Fazia bastante tempo que o mais tradicional dos produtos da Disney (as fábulas de princesa) não despertava tanto interesse e elogios quanto Frozen: Uma Aventura Congelante. E todas as boas críticas são merecidas: baseado no conto A Rainha da Neve de Hans Christian Andersen, o filme tem ótimas cancões inseridas numa narrativa muito eficiente, em que apresenta duas princesas órfãs às vésperas da coroação da irmã mais velha, uma pseudo-vilã, cuja construção da personagem salta aos olhos (ela não é totalmente boa, mas as 'maldades' também não são, de certa forma, propositais). Os diretores Chris BuckJennifer Lee fogem do lugar-comum com os bichos falantes dos filmes Disney e apostam numa tática-Pixar: um encantador boneco de neve falante, cuja existência se apresenta totalmente explicada pelo contexto da narrativa. No lançamento brasileiro, destaque para as boas transposições das músicas originais e pela dublagem de Fábio Porchat como Olaf, o divertidíssimo boneco de neve. O filme ganhou o Oscar de Melhor Filme de Animação, Melhor Canção e se tornou a maior bilheteria mundial para um filme de animação na história do cinema - a 9ª entre todos os filmes. 
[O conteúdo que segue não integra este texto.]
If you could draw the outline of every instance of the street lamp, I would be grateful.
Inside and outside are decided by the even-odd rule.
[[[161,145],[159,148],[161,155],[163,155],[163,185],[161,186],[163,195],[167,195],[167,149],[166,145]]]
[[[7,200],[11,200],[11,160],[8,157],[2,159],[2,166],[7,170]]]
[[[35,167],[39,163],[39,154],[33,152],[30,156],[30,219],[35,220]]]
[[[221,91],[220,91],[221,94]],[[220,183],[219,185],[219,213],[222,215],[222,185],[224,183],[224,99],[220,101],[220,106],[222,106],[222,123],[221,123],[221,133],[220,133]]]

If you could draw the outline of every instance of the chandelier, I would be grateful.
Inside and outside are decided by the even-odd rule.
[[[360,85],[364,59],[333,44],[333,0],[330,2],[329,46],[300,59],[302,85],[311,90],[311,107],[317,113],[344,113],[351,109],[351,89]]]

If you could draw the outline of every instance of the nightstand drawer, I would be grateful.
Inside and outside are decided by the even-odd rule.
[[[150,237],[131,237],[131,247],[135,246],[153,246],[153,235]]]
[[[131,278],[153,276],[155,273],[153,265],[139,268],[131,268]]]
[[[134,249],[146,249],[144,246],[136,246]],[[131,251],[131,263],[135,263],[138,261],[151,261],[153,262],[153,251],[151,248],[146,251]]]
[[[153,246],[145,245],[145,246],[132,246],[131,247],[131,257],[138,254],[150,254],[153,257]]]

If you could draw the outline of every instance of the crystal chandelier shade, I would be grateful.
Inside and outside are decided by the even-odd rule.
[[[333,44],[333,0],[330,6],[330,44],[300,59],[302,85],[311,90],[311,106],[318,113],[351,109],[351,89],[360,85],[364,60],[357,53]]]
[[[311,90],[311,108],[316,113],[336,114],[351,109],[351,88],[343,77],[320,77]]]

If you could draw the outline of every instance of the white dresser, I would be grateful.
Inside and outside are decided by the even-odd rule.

Para ver: FROZEN - UMA AVENTURA CONGELANTE  (Frozen, 2013, de Jennifer Lee). Com as vozes de Idina Menzel, Kristen Bell e Jonathan Groff.
Cotação:
 

quinta-feira, 10 de abril de 2014

sábado, 15 de março de 2014

ERNEST E CELESTINE. Essa animação francesa, uma pequena joia feita na contracorrente daquilo que o cinema norte-americano costuma produzir, acabou finalista do Oscar de Melhor Animação em 2014. Tem uma concepção visual belíssima, apoiada nas composições estéticas e visuais das pinturas impressionistas do século XIX (de volumes completamente bidimensionais, sem contornos nítidos e com lindos efeitos de luz e sombra a partir da utilização das cores). Tal escolha não se dá ao acaso, já que a forma serve ao conteúdo, que tem por objetivo celebrar um dos sentimentos mais nobres: a amizade constituída entre seres de morfologia e valores extremamente opostos - uma ratinha e um urso. Nesse universo delicado e imerso em emoções genuinamente humanas, os dois se encontram e da amizade proibida entre as raças, surge uma grande história a ser contada. Daqueles filmes doces e divertidos, pra ficar com sorriso no rosto depois de assisti-lo.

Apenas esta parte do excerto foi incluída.